Yes. Creative businesses often benefit most because systemising the repeatable work frees creative energy for the parts that actually need it. Ryan Stannard’s custom home building business is a clear example: every home is bespoke, but the process of delivering a bespoke home is systemised. Standards protect the craft rather than replacing it.
How long before we see results?
Most businesses see the first practical wins within 30 to 60 days of appointing a Systems Champion and protecting their time. Cultural change takes longer, usually six to eighteen months, because it depends on team members seeing repeated proof that systems make their work easier. The compounding benefits show up around the eighteen to twenty-four month mark.

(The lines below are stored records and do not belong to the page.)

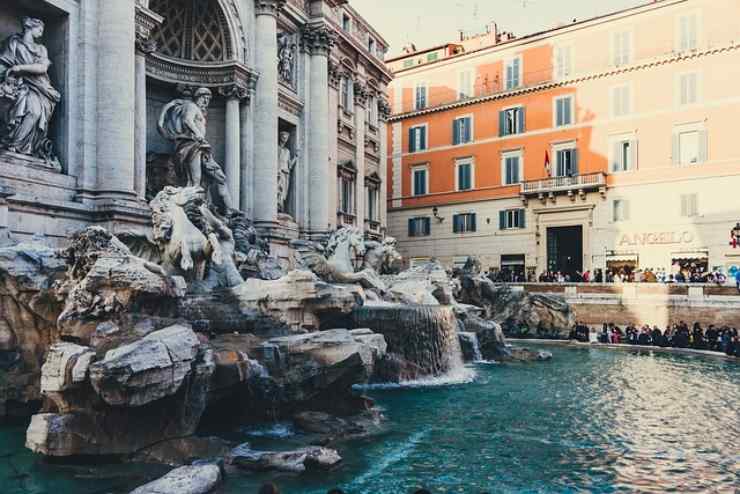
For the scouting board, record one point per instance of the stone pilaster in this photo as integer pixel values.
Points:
(384, 111)
(266, 114)
(146, 22)
(361, 99)
(233, 95)
(318, 39)
(116, 97)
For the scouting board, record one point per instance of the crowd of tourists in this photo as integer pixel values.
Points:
(271, 488)
(719, 339)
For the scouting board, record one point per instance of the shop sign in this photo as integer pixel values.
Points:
(656, 238)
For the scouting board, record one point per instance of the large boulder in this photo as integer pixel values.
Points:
(297, 461)
(294, 303)
(518, 312)
(195, 479)
(147, 370)
(106, 282)
(136, 396)
(316, 371)
(28, 313)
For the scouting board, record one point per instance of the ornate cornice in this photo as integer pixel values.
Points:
(318, 39)
(362, 93)
(228, 78)
(146, 22)
(269, 7)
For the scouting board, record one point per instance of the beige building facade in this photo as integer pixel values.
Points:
(603, 144)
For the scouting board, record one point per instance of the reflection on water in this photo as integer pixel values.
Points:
(591, 420)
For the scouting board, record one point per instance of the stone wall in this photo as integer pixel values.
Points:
(656, 304)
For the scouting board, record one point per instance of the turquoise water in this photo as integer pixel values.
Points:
(591, 420)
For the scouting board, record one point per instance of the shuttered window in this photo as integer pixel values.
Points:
(566, 162)
(462, 223)
(512, 121)
(624, 155)
(417, 139)
(419, 227)
(511, 219)
(462, 130)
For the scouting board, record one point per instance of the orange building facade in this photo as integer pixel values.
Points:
(602, 144)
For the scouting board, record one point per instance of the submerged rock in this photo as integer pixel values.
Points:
(422, 339)
(297, 461)
(196, 479)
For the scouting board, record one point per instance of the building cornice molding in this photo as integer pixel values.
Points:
(673, 58)
(269, 7)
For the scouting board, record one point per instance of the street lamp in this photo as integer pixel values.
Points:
(735, 235)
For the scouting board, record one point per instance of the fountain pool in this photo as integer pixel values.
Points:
(591, 420)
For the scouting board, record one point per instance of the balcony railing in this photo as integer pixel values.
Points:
(591, 181)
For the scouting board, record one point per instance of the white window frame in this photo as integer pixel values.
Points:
(460, 162)
(472, 128)
(516, 130)
(630, 137)
(520, 75)
(561, 146)
(421, 84)
(512, 153)
(471, 73)
(683, 198)
(625, 216)
(687, 128)
(630, 100)
(630, 32)
(425, 126)
(414, 169)
(572, 98)
(677, 30)
(679, 89)
(561, 75)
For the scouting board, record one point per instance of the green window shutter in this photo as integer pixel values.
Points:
(522, 121)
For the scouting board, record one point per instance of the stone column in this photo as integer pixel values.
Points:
(361, 99)
(232, 164)
(116, 96)
(266, 113)
(384, 111)
(319, 39)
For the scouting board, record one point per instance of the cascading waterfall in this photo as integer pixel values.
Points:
(423, 340)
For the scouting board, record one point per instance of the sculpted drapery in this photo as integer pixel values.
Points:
(26, 93)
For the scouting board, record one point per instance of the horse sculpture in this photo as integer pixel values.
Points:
(337, 262)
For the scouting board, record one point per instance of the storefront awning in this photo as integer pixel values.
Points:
(622, 258)
(688, 256)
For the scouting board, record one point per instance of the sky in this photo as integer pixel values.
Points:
(428, 23)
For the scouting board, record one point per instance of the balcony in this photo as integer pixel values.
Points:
(548, 188)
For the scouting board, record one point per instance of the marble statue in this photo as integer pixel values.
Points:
(26, 94)
(335, 263)
(184, 123)
(383, 256)
(286, 58)
(286, 163)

Who should be the Systems Champion?
Not the most senior person, and usually not the industry expert. The best Systems Champions are naturally organised, genuinely curious about how things connect, and willing to ask “why do we do it this way?” without political baggage. They’re often newer to the business. Protected time matters more than title or experience.
What if my team resists?
Resistance usually means the team expects systems to mean more bureaucracy and less autonomy. The fix is proof, not argument. Start with the system currently causing the most friction, and let the team feel the relief of having it fixed. Cultural adoption follows visible wins, not top-down mandates.
Can I do this without hiring anyone new?
Almost always, yes. The Systems Champion is usually already on your team; they just haven’t been given the role, the time, or the mandate. Most businesses can start with their existing staff and only consider external help, such as a certified SYSTEMologist, if they want faster implementation or lack internal capacity for the work.